Cruise ships are an increasingly popular option for meetings and incentives, and for good reason. They generally have everything you need in one place, from meals and meeting space to AV and recreation. There are fewer distractions to pull your attendees’ attention away from what you want them to see/do/learn, and they give you a way to provide multiple destinations without making your attendees continually pack and unpack their belongings.
However, as is the case when contracting with any meeting venue, think about what you are committing to before you sign the contract. Joshua Grimes, president of Grimes Law Offices LLC, says that in his experience, cruise lines tend to be less flexible than hotels and resorts. And rightfully so, since their more limited inventory means that they will be less likely to recover should a group miss its revenue goals or cancel altogether.
Here are some questions that Grimes says planners should ask when contracting with cruise lines:
• What is included and what’s extra? While meals typically are included, they may not be available to your group in all of the ship’s restaurants, so ask if there are any excluded outlets. Are alcoholic beverages included? What are the service charges? What will the annual percentage increase on food and beverage be for a cruise that’s being contracted several years in advance? “While the questions may be the same as you would ask a hotel, planners may not always think to ask them if they are unfamiliar with negotiating cruise contracts,” he says.
• Can you count on the ship you book being the ship you get? Not really, says Grimes. “Many cruise contracts give the cruise line the right to substitute any ship for any reason.” While they may say they’ll use “reasonable efforts” to substitute a comparable vessel, given the limited inventory, they probably don’t have a spare identical ship sitting around, he adds. If your cruise line includes multiple brands, ask if they will guarantee that you get the same brand of ship should your original vessel have to be taken out of service, or one that offers the same level of amenities.
• What happens if the cruise line has to cancel? “Typically, if they cancel for whatever reason, your sole remedy is that they will have to return your deposit,” says Grimes. “What I typically hear is that they say they never have had to cancel, so they don’t need to have a cancellation clause in the contract. My response is that if you’ve never cancelled, why do you object to putting a clause in there to protect the group?”
• How professional are the ship’s contractors? The cruise line generally hires contractors for services ranging from entertainment to photography to medical practice—the latter of which is what most concerns Grimes. “The ship disclaims any liability for these contractors, even though they have chosen to have that contractor represent himself as the ship’s doctor. I want the cruise line to warrant that the doctor on board has a current medical license and is competent to practice medicine. It’s incumbent on the planner to insist that you have the right to verify the credentials and experience of the medical personnel in particular.” In a similar vein, cruise lines generally contract out their shore excursions, but will disclaim any liability related to those excursions, he says. “Planners should consider whether they want to trust the cruise line’s shore excursion contractors, or have the right to check out these contractors themselves, or negotiate the right to organize their own shore excursions with contractors they trust.”
• How inclusive is the force majeure clause? Grimes says that most cruise contract force majeure clauses are narrowly written to only cover situations that make it impossible or illegal to go forward with the cruise. But what if a situation arises where the ship itself will have no problem leaving the port, but the airports are shut down so your attendees can’t get there? Try to give yourself some room to negotiate, he suggests.
• How do they handle refunds? Most cruise lines require full payment in advance, which could add up to a million dollars if you’re buying out an entire ship for a week, he says. In addition to purchasing special cruise insurance, he says to include in your negotiations how you would get your money back if something were to happen.
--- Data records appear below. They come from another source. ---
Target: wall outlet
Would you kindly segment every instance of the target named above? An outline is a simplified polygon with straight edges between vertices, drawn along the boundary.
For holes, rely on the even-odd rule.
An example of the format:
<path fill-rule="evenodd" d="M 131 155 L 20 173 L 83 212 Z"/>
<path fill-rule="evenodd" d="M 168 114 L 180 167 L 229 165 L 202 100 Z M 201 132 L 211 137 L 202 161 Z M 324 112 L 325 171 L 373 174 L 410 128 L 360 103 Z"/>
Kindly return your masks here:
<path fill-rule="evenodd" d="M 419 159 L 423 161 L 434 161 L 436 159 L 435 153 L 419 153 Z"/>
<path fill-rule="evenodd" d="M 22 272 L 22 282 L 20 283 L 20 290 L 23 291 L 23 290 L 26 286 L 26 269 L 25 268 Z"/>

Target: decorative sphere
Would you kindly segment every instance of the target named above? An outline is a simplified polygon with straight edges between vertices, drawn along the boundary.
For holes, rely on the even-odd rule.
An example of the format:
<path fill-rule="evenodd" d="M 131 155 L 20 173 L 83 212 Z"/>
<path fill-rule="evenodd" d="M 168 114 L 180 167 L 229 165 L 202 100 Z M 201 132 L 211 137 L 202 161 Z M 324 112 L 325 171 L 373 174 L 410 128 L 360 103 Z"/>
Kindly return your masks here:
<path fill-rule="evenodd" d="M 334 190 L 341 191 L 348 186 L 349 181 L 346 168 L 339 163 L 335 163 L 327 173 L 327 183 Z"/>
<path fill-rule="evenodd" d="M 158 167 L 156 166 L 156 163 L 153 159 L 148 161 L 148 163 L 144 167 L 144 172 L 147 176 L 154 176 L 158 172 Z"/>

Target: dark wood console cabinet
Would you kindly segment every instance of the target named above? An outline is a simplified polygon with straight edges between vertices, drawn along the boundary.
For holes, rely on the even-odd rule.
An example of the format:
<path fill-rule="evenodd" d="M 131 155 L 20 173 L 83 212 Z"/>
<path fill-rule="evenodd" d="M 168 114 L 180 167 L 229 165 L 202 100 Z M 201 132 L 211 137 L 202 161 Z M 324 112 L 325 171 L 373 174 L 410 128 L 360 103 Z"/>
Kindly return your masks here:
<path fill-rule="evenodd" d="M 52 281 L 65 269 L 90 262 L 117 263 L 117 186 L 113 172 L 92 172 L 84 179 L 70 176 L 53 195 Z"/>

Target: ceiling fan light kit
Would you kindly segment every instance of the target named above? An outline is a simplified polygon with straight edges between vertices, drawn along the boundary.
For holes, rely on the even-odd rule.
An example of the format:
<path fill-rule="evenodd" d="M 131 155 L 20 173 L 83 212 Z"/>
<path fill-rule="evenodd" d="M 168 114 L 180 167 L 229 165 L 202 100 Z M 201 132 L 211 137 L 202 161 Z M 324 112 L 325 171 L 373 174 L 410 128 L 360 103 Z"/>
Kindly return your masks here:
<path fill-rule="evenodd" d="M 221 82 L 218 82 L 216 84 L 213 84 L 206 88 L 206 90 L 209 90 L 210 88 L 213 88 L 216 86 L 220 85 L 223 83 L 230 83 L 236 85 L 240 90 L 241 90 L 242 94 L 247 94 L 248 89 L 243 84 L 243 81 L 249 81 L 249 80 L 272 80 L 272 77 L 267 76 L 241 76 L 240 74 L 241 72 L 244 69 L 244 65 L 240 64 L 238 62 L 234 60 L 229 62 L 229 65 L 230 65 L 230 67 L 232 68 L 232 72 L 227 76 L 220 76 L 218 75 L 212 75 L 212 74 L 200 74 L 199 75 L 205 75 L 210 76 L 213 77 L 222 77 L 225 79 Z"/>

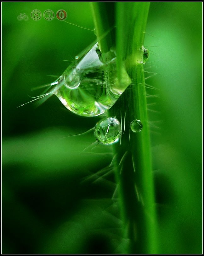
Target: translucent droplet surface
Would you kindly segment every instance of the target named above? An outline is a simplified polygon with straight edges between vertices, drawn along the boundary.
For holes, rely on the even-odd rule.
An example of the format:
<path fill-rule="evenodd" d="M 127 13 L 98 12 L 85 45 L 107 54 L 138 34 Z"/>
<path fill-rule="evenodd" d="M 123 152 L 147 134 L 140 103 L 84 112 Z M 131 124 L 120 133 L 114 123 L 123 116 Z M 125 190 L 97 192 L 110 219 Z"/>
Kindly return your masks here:
<path fill-rule="evenodd" d="M 143 47 L 143 63 L 144 64 L 148 59 L 150 55 L 148 49 Z"/>
<path fill-rule="evenodd" d="M 94 133 L 96 140 L 102 144 L 117 142 L 121 135 L 121 127 L 115 117 L 104 118 L 96 124 Z"/>
<path fill-rule="evenodd" d="M 101 53 L 96 44 L 86 54 L 79 57 L 55 82 L 57 85 L 53 94 L 77 115 L 95 116 L 103 114 L 131 82 L 124 68 L 122 82 L 118 84 L 116 58 L 113 51 Z"/>
<path fill-rule="evenodd" d="M 130 129 L 133 132 L 139 132 L 142 129 L 142 124 L 140 120 L 134 120 L 130 124 Z"/>

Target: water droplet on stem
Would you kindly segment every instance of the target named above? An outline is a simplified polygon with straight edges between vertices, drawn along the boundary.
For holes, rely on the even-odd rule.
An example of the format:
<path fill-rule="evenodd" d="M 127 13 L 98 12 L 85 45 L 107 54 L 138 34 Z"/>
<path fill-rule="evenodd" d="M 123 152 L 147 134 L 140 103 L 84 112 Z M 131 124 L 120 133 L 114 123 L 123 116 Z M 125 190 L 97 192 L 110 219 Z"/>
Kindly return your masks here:
<path fill-rule="evenodd" d="M 136 119 L 130 124 L 130 129 L 133 132 L 139 132 L 142 129 L 143 125 L 140 120 Z"/>
<path fill-rule="evenodd" d="M 96 140 L 101 144 L 116 143 L 121 135 L 120 123 L 115 117 L 104 118 L 96 125 L 94 133 Z"/>

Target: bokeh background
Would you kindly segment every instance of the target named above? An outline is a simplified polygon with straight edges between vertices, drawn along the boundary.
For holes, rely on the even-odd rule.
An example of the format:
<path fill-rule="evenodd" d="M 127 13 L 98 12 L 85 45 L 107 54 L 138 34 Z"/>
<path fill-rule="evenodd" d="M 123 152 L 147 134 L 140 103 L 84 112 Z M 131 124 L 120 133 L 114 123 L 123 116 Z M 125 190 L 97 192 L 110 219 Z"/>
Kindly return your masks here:
<path fill-rule="evenodd" d="M 156 88 L 147 90 L 154 95 L 148 107 L 161 253 L 202 253 L 202 5 L 153 2 L 148 21 L 144 68 Z M 61 74 L 69 64 L 63 60 L 95 40 L 93 32 L 56 18 L 33 20 L 32 11 L 64 9 L 67 21 L 93 29 L 89 4 L 2 7 L 2 253 L 119 252 L 113 177 L 91 175 L 108 171 L 111 149 L 93 148 L 91 132 L 63 138 L 99 118 L 75 115 L 54 96 L 37 108 L 17 107 L 42 93 L 33 88 L 55 80 L 47 75 Z M 18 21 L 20 13 L 28 20 Z"/>

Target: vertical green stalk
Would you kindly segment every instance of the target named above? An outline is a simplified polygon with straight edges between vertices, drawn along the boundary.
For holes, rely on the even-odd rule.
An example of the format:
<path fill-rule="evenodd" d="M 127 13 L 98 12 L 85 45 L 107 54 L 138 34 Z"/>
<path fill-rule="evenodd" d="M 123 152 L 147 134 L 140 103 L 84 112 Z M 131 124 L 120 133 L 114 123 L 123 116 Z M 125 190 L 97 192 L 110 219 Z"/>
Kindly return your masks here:
<path fill-rule="evenodd" d="M 98 10 L 100 4 L 95 3 Z M 133 254 L 157 252 L 149 131 L 142 63 L 149 7 L 148 2 L 117 2 L 114 6 L 117 78 L 119 83 L 122 83 L 125 67 L 132 84 L 109 113 L 116 115 L 118 119 L 122 120 L 121 143 L 114 147 L 116 174 L 124 237 L 128 242 L 122 252 Z M 93 10 L 94 12 L 94 8 Z M 94 20 L 98 27 L 100 22 L 102 24 L 104 22 L 103 16 L 99 13 L 97 11 L 97 19 Z M 107 28 L 108 24 L 106 26 Z M 97 31 L 99 37 L 101 35 L 99 31 Z M 143 125 L 142 130 L 137 133 L 130 129 L 131 122 L 136 119 L 140 120 Z"/>

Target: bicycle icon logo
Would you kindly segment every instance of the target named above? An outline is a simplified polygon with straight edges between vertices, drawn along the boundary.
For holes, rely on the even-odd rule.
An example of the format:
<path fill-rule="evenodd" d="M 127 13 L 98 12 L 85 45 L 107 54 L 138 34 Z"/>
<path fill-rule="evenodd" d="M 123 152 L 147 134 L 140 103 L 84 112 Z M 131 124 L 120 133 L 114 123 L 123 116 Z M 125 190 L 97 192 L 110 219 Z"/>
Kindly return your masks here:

In addition to contractual issues, planners also should be diligent about informing attendees on cruise-specific issues. For example, while missing a flight to a meeting in Orlando might mean you just miss the opening reception after catching a later flight, missing a cruise boarding becomes a lot more complicated. Grimes suggests flying in attendees the day before the cruise is to begin, and educating them about the importance of getting to the boarding area on time.
Also, advise attendees to pay particular attention to passport and visa issues, especially if the ship will be stopping at several international ports of call. “Put some language in your registration materials that the meeting planner and the host organization aren’t responsible for an individual’s failure to obtain the correct visas, just as you would with any other international meeting.”